Le débiteur peut avoir connaissance de cet indice en consultant le site : www.insee.fr ou www.servicepublic.fr
Modalités de révision de la pension alimentaire
- Il appartient au parent ayant à charge un enfant majeur de prévenir le parent débiteur de la pension alimentaire le jour où l'enfant sera en mesure de subvenir à ses besoins ( pour les contribution à l'entretien et à l'éducation).
- Si des éléments nouveaux notables dans la situation du créancier ou dans celle du débiteur font apparaître que l'équilibre entre les besoins de l'un et les ressources de l'autre n'est plus respecté, il est possible de demander la révision de la pension alimentaire, en produisant des pièces justificatives.
- Cette demande est portée devant le juge aux affaires familiales territorialement compétent selon les critères posés par l'article 1070 du code de procédure civile.

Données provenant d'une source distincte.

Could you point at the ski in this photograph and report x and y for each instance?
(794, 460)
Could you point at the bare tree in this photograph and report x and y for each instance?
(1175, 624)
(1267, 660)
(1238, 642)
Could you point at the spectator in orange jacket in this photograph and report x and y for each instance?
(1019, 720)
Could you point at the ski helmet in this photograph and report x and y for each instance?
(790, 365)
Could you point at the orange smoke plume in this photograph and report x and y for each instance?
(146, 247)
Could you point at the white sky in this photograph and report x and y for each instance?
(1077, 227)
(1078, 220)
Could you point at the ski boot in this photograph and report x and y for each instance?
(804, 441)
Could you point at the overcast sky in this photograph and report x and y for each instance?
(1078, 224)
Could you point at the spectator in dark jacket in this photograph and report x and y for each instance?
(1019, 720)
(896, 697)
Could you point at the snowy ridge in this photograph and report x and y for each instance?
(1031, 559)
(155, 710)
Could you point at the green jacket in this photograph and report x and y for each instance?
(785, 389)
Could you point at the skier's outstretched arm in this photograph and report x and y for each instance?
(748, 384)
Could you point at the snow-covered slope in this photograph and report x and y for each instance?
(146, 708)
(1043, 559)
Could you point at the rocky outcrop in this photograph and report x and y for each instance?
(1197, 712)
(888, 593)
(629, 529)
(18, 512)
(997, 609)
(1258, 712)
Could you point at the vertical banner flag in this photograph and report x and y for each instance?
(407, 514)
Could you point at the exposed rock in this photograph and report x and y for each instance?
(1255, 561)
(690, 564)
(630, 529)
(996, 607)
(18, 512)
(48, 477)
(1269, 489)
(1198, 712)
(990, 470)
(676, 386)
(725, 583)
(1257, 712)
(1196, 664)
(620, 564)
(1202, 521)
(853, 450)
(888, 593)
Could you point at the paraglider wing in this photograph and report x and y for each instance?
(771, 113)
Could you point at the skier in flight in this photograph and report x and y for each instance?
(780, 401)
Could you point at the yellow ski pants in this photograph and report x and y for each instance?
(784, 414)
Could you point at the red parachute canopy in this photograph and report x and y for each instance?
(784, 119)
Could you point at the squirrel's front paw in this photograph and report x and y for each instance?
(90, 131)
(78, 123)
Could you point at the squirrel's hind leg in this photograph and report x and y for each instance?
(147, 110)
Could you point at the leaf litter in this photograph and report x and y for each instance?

- Cette demande est présentée par requête datée et signée ou par assignation en la forme des référés (délivrée par un huissier de justice), mentionnant les noms, prénoms et adresses (ou dernières adresses connues) des parties (article 1137 du code de procédure civile).
- L'assistance d'un avocat n'est pas obligatoire en première instance.
Sanctions pénales encourues
'délit d'abandon de famille (articles 227-3 à 227-4-3, et 227-29, du code pénal) :
'en cas de défaillance dans le règlement des sommes dues, le débiteur encourt les peines de deux ans d'emprisonnement et de 15.000 euros d'amende, outre les peines complémentaires.
's'il ne notifie pas son changement de domicile au créancier dans un délai d'un mois à compter de ce changement, le débiteur de la pension alimentaire (ou de la contribution, des subsides ou de toute autre prestation) encourt les peines de six mois d'emprisonnement et 7.500 euros d'amende, outre les peines complémentaires.
'délit d'organisation frauduleuse de son insolvabilité (articles 314-7 à 314-9 du code pénal) : en cas d'organisation ou d'aggravation de son insolvabilité (augmentation du passif, diminution de l'actif de son patrimoine, dissimulation ou diminution de ses revenus, dissimulation de certains de ses biens) pour se soustraire au paiement de la pension alimentaire (ou de la contribution aux charges du mariage, des subsides ou de toute autre prestation) qu'une décision judiciaire l'oblige à payer, le débiteur encourt les peines de trois ans d'emprisonnement et de 45.000 euros d'amende.